Extraordinary Hachnasas Orchim
Some unusual families take the mitzva of inviting guests to new levels. One such special woman was Henny Machlis, a”h, who recently passed away. Sara Yocheved Rigler describes Mrs. Machlis in an article on Aish.com. In answer to the question what was special about Mrs. Machlis, she writes, “Jerusalemites would say it was her cooking for and serving up to 300 guests every Shabbos in her cramped Jerusalem apartment. The guests – almost 150 for the Shabbat night meal and over 100 for the Shabbat day meal – ranged from curious tourists and university students to lonely widows and singles to drunks and mentally ill people who considered the Machlis family’s love and warmth more delectable than even their ample food. Henny cooked 51 weeks a year (except only for the week of Pesach) from her tiny kitchen. Starting as newlyweds, 35 years ago, the Machlises’ open Shabbos table expanded gradually over the years until the overflow of guests had to be seated in the courtyard and outside the front door.”
Later on in the article Mrs. Rigler continues, “For the Machlises, the tremendous scale of their success cost them over $2,500 every Shabbat, a financial load that defied Rabbi Machlis’s modest salary as a teacher, supplemented by donations from well-wishers. But unlike most of us, their adamantine faith in G-d and love for the Jewish people kept them from compromising on their ideal. They mortgaged their apartment to the hilt, took out personal and bank loans – and kept on going.”
On a smaller scale, some hosts go way out of their way to please their guests. I read an article recently, where a guest describes her remarkable host.

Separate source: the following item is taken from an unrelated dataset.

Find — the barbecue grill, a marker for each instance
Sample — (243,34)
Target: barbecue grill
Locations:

She was visiting Puerto Rico, in a community where there were very few Jews and was invited to the Cohens, a frum family in a remote area of the island. “When it came time for the seuda,” she writes, “Mr. Cohen asked me if I was Lubavitch…. He seemed disappointed [that I was not], which confused me because I knew he was also not Lubavitch….Finally, with my curiosity piqued, I asked him why he was so interested….Thinking I was Lubavitch, Mr. Cohen had purchased two chickens in Brooklyn with a Chabad hashagacha, packed them in his suitcase and carried them from New York to the mountains of Maricao so I could eat a piece of chicken with my hashgacha on Shabbos. It was without a doubt one of the most incredible acts of hachnasas orchim I have ever experienced.” (Ami Living/December 2).
Children of One Father
I hope that you, my readers, have found this article informative and inspiring – encouraging you to connect with other Jews in breaking bread together on Shabbos. Such meals enhance the Shabbos for both host and guest, and trigger feelings of Jewish unity. Aren’t we, after all, one family, children of one Father?
The mitzva of hachanas orchim is not always easy, however. It is actually complex, simply because it involves human relations. Some hosts may sound a little opinionated – Rivki, for instance, who had so many expectations of her guests. And I suppose Tova, the guest, also has a bit too much advice for her hosts, as well. But please remember that we are all on the “road” to perfection, though we may not have attained it yet. Remember, too, that each host and each guest is different and has different needs. The idea is to be thoughtful and kind, and do what you can to make the other side comfortable in this journey we take together.